The survey shows that millions of willing savers in the UK wish that it were easier to make contributions into their pensions through ATMs. These deposits would then be able to be made with cheques, cash, or through electronic transfer of the funds already in their accounts.
More ways to save
While it may seem trivial, pension funds should take this research into account because of the few people saving into pension funds today. Only around a third of adult Britons save away for their retirement, according to figures from the Office of National Statistics (ONS).
The study has recommended more than ATMs, as they recommend that people have more ways to access, manage, and contribute to their pensions from home. One of the suggestions is to offer a “Channel Changer Pension,” which would allow people to manage their pensions through their TV remote controls.
Another is to introduce a smartphone application, which would let people check their real-time pension progress any time of the day. This would let them know how much their pension is worth and include a pension calculator, which can help savers get an estimate of how much their pot will grow over time.
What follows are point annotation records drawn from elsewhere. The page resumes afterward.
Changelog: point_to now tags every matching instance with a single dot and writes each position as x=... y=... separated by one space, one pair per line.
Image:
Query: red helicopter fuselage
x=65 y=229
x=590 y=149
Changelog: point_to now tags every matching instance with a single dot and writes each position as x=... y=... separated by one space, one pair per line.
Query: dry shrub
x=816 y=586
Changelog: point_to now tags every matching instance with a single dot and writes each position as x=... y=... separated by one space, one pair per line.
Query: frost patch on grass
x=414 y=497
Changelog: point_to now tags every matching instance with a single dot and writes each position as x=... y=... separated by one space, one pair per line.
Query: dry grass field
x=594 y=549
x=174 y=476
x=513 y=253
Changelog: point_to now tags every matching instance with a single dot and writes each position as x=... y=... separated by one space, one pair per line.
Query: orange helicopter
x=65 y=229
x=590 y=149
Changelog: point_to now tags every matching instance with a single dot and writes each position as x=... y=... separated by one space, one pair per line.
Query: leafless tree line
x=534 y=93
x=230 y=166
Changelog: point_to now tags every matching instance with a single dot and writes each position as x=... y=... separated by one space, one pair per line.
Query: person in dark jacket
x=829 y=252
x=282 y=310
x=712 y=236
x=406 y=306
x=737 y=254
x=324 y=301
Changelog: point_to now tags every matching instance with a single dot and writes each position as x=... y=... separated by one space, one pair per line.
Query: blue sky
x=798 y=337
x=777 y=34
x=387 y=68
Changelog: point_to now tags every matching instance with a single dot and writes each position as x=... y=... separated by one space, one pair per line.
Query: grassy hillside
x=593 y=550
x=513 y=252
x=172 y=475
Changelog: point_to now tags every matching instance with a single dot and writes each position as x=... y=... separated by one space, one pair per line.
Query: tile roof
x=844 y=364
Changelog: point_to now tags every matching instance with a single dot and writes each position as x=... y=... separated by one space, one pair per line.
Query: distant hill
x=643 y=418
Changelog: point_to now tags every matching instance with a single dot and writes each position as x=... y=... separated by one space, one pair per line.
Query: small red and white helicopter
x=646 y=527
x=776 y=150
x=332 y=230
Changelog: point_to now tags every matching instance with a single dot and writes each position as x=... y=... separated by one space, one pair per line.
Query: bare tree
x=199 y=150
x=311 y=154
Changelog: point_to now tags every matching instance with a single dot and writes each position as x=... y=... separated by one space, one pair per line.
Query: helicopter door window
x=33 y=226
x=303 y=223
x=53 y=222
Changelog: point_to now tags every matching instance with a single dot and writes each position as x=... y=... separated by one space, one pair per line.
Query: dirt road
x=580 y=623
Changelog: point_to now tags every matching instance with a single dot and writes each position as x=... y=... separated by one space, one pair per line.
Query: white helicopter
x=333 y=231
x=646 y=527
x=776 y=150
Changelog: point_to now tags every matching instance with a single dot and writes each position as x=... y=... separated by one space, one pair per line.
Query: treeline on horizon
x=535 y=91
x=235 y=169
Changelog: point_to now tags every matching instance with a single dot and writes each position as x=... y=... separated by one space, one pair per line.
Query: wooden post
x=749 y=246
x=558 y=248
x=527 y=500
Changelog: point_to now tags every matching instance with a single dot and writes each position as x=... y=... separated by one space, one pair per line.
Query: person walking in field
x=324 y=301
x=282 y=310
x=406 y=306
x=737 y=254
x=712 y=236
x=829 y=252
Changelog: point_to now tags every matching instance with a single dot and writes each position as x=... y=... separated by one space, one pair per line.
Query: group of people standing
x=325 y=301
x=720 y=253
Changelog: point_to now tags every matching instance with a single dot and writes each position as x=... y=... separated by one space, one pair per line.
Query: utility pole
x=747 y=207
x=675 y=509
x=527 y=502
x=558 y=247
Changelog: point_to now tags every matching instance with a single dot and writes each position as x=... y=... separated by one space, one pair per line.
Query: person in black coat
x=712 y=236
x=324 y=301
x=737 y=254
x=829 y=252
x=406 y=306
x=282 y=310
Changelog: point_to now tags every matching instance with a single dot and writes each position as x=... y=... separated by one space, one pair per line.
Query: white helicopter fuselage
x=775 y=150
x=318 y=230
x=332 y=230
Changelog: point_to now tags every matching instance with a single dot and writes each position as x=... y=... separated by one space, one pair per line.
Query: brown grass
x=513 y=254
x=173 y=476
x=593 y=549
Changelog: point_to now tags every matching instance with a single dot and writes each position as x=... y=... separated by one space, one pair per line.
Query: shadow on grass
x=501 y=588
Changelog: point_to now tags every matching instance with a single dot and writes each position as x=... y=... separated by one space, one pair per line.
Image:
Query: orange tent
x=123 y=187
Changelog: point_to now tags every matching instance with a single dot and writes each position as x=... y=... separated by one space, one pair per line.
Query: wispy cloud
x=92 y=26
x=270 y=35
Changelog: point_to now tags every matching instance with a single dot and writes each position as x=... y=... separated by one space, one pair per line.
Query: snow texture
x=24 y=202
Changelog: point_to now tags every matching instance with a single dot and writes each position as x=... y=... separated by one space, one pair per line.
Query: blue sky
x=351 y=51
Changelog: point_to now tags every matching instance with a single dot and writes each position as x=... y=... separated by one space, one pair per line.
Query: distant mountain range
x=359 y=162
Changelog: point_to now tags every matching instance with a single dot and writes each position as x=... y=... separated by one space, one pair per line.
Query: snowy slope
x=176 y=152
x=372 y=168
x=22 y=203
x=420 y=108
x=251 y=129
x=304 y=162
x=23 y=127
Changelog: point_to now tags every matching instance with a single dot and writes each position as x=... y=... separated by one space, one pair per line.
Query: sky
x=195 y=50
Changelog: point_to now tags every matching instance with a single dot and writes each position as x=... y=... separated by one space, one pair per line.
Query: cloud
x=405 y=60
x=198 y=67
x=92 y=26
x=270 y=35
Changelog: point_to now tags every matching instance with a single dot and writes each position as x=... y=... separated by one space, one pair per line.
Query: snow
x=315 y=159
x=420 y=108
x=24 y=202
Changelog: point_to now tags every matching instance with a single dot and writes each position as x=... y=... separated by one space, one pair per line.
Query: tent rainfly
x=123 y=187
A statement from Friends Life said that their research indicates that the majority of working adults in the UK have a “growing appetite” for “more opportunities to increase the amount they save.” In addition to making contributions into their current pension accounts, people are allowed to contribute into a second pension. One option is the stakeholder pension, which is offered by many providers, including Virgin Money.
The Friends Life research suggests that people are not engaged with pension savings because of lack of ease and flexibility, though much can be said for the influence of the economy. The firm has said that utilising technology to make pensions more flexible may not be a cure-all for the savings crisis plaguing Britain, but that “there may be some lessons” in their research.
Out of over 1,000 people surveyed across the UK, 59% called for a service that allows easy access to pension performance and expected retirement income at any time. 48% said that they want the ability to “adjust up or down” their monthly pension contributions. The pensions industry will do well to heed these calls, though experts say pension ATMs and other technologies would be complicated to implement.